Read my previous post for more on how to find out more about your prospective employer.

Beyond that initial research, if you decide to go ahead with your application, use your interview to find out more about the organisation. In another earlier post, The 10 secrets of interview success, I highlight the benefits of asking your own questions.

Your interview is your opportunity to find out more information about the role, the company and the team you could be working with. Asking questions like “what will the average day or week involve?” or “how would current employees describe you as an employer” can give you a great insight into the organisation’s values and  help you to decide whether they are the right company for you, if you’ll like working with them, whether you will enjoy the job and whether it will take your career in the direction you want it go.

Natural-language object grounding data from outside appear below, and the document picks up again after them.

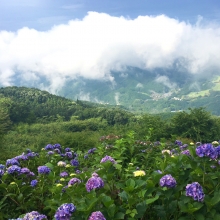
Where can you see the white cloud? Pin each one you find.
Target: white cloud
(99, 43)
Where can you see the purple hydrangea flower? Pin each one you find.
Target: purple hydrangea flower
(186, 152)
(34, 215)
(12, 161)
(14, 169)
(43, 170)
(107, 158)
(179, 143)
(33, 183)
(96, 216)
(49, 147)
(24, 170)
(207, 150)
(67, 149)
(69, 154)
(95, 182)
(74, 181)
(65, 211)
(57, 146)
(74, 162)
(64, 174)
(195, 191)
(1, 172)
(168, 181)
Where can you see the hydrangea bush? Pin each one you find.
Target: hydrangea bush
(127, 179)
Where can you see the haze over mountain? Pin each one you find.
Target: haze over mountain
(116, 59)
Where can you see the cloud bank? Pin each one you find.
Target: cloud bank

How does this apply to values-based decision making? Crucially, it helps you decide whether the workplace and company ethos match your values. To use the examples above, if you work best in a collaborative, collegiate setting and discover your prospective employer is all about the competition, you might not be a match made in heaven.

And it works both ways too. It’s worth being absolutely clear about your values and motivates you up front. Put them on your CV. Talk about the kind of person you are at interview. Doing so will give the recruiters the chance to figure out whether you’ll be a good match for the vacancy.

Ultimately success is you finding a job that fulfils you not only in terms of your professional skills and abilities, but by feeding into every aspect of you as an individual. And if you find it, you might just start loving Monday mornings again.